Prüfung von Solaranlagen

Solaranlagen gehören inzwischen schon fast zum guten Ton. Sie bestehen normalerweise aus vielen in Serie geschalteter Module, die selbst wiederum aus vielen in Serie geschalteter Zellen bestehen. Der Grund für die Serienschaltung: man möchte teures Kupfer und teure Elektronik sparen, was am Einfachsten mit hohen Spannungen zu machen ist. Man nutzt dafür rund 400 Volt Gleichspannung.

So lange alles einwandfrei funktioniert, ist das überhaupt kein Problem. Wenn jetzt allerdings nur eine Zelle schlecht kontaktiert und trotzdem irgendwie durch die Qualitätskontrolle gerutscht ist, hat das massive Auswirkungen. Der höchste Widerstand in der Serienschaltung dominiert nämlich den Gesamtwiderstand. Damit kann eine einzige Zelle das gesamte Solarfeld gewaltig ausbremsen und die Gewinne zunichte machen. Diese Zelle mit konventionellen Methoden zu finden, ist sehr aufwändig und wg. Dachmontage in luftigen Höhen oft auch gefährlich.

Typische Ursachen für Defekte:

    •    Fehler in der Produktion (werden üblicherweise schon im Werk aussortiert)
    •    Schlechter Kontakt in der Anschlussbox z.B. durch vergammelnde Kontakte infolge 
         eindringender
         Feuchtigkeit, verbogene Kontaktfedern, zu wenig Kontaktdruck (Schrauben nicht richtig
         angezogen),
         Fremdkörper, ...
    •    Mechanische Einwirkung z.B. durch
          ◦    Hagelschlag
          ◦    aufgewirbelte Steine/Split von der Straße durch dort fahrende Fahrzeuge
          ◦    Gegenstände, die z.B. Raben für Nüsse halten und diese per Wurf aus großer Höhe auf 
               harte Flächen knacken wollen.
          ◦    Schwingungen, die z.B. durch Wind verursacht werden und damit Dauerstress bis zum
               Bruch der Paneele führen.
          ◦    "Marderverbiss" der Leitungen. Auch manche Tiere wollen einfach nur ihren Spaß haben...
          ◦    lockere Befestigung kann ebenfalls zu mechanischem Dauerstress bis hin zum Bruch
               führen.
          ◦    wehende Kabel im Wind können zum Litzenbruch und damit zu lokal erhöhten 
               Widerständen führen.
               Genausogut kann auch die Isolierung und der Leiter allmählich durchgescheuert werden.
    •    Delamination (die Schichten des Solanpaneels lösen sich. Meistens vom Rand her) führt zu 
         eindringender Feuchtigkeit und damit auch Korrosion mit erhöhten Kontaktwiderständen

Zellen/Paneele mit erhöhtem Widerstand verraten sich dadurch, dass sie den von  anderen Zellen produzierten Strom aufgrund des höheren elektrischen Übergangswiderstandes in Wärme umsetzen. Das lässt sich mit einer Wärmebildkamera sehr gut nachweisen, so dass das defekte Paneel schnell gefunden und ausgetauscht werden kann.

Allerdings ist dafür nicht jede Wärmebildkamera geeignet. Die Zellen in den Paneelen sind nämlich so klein, dass sie von den meisten Kameras ganz einfach übersehen werden, weil ihre Pixel viel zu groß und die Defektstellen viel zu klein sind.

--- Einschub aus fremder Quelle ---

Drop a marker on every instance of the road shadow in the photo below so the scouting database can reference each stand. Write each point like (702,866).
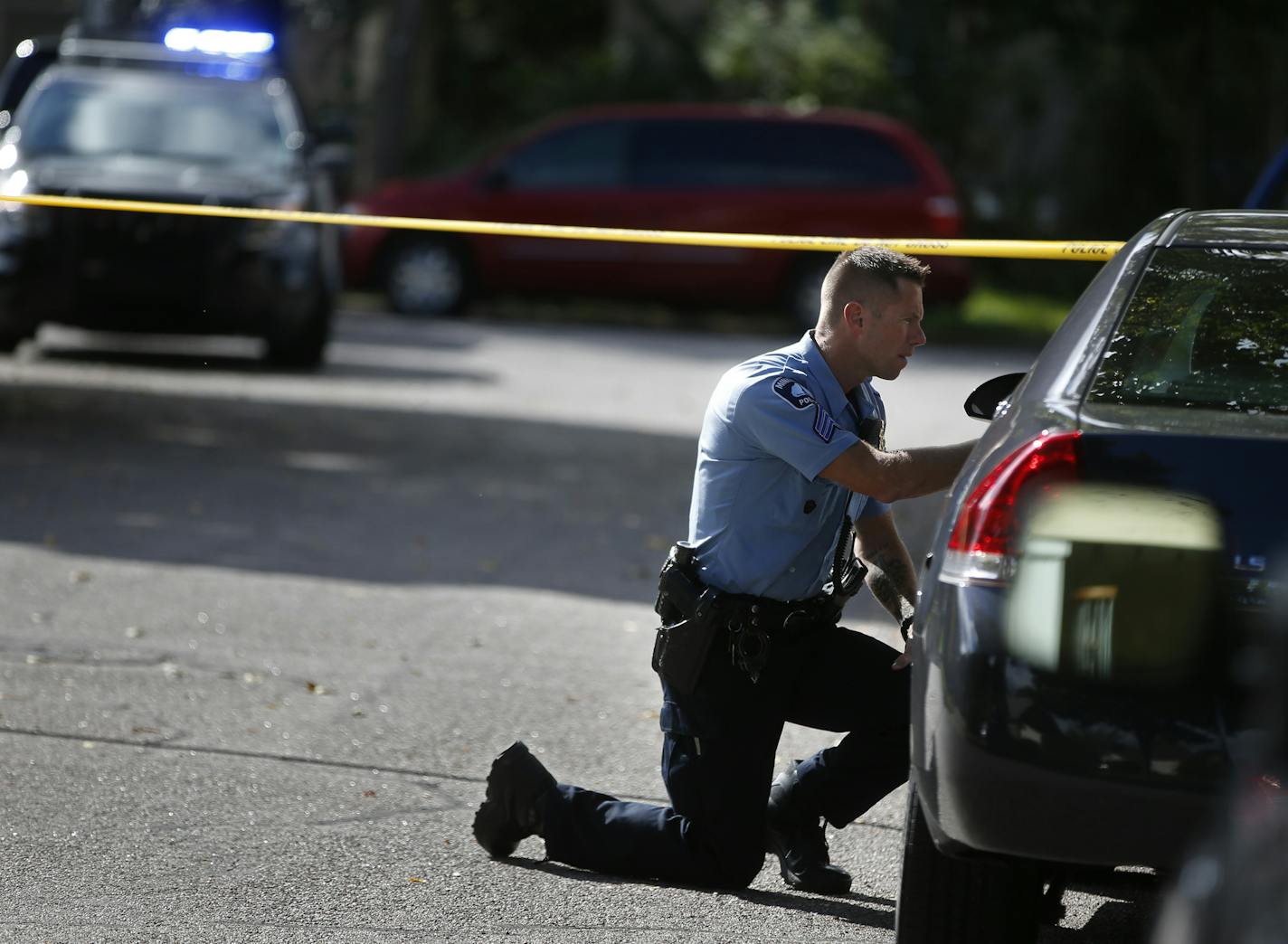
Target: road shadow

Hier wird mit einer langwelligen Infrarotkamera mit bis zu 1280 x 960 Pixeln gearbeitet, so dass man auch ganze Felder auf einmal untersuchen kann. Eine Auflösung von nur 0,03 Kelvin sorgt außerdem dafür, dass Schadstellen selbst dann noch erkannt werden können, wenn die Pixel deutlich größer als eine Schadstelle sein sollte. Mit den üblichen einfachen Kameras müsste man Paneel für Paneel einzeln aus relativ kurzer Distanz ablichten. Doch dann stellt sich bereits die Frage, ob man nicht gleich an den Steckern nachmisst. Denn dann ist man ja ohnehin schon dran.